Hailey-Hailey disease is chronic, meaning it lasts throughout your lifetime. It usually first appears in early adulthood. Rather than getting progressively worse year after year, it tends to come and go in cycles of flare-ups and periods of clear skin. Learning your specific triggers and establishing a reliable skincare routine with your doctor can drastically reduce how often these painful flares occur and improve your quality of life over time.

Is Hailey-Hailey just a severe form of eczema or a standard rash?

No, it is fundamentally different. While conditions like eczema or chafing are common, Hailey-Hailey is a rare genetic structural defect in the skin itself. Because it often appears in the groin or armpits, it is frequently mistaken for ringworm, intertrigo, or severe chafing. Unlike standard rashes, Hailey-Hailey requires a specific medical diagnosis—often involving a skin biopsy—to confirm the genetic blistering pattern before correct treatment can begin.

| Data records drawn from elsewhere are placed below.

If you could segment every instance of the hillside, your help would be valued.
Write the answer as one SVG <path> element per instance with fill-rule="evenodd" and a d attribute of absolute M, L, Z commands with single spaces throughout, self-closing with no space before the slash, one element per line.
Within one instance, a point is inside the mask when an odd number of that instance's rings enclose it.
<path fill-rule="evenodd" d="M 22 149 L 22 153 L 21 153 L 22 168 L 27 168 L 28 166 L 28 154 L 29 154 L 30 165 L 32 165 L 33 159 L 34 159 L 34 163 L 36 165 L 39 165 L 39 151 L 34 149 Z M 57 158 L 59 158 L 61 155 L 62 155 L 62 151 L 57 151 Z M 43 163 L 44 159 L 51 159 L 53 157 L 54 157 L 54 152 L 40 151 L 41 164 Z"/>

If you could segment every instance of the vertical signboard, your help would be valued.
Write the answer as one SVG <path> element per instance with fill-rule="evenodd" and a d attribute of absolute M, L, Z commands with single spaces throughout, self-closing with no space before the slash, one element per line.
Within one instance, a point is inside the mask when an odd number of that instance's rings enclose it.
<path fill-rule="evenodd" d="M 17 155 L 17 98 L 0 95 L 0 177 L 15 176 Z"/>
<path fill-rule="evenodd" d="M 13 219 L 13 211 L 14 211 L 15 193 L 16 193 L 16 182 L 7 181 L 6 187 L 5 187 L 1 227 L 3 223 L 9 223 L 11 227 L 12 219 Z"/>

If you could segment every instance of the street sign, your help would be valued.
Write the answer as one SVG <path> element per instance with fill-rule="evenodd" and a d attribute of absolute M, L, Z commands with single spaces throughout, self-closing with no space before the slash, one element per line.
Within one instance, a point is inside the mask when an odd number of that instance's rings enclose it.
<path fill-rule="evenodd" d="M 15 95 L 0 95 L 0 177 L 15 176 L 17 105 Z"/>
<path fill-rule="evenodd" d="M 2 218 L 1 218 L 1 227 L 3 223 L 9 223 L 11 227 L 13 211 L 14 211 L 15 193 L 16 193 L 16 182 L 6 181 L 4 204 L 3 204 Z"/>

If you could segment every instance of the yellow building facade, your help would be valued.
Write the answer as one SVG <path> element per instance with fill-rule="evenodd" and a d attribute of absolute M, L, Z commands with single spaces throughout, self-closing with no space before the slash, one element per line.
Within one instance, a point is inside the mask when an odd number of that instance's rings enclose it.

How can ScanSkinAI help with Hailey-Hailey disease?

ScanSkinAI provides a convenient way to track the appearance of your skin folds over time, monitoring for weeping sores, crusting, or spreading blisters. It is very important to remember that our AI is purely a screening aid and cannot officially diagnose Hailey-Hailey disease or any skin condition. However, the secure images you capture can be incredibly helpful to show your dermatologist during consultations to track how well your treatment plan is working.

When should I see a doctor for my skin fold blisters?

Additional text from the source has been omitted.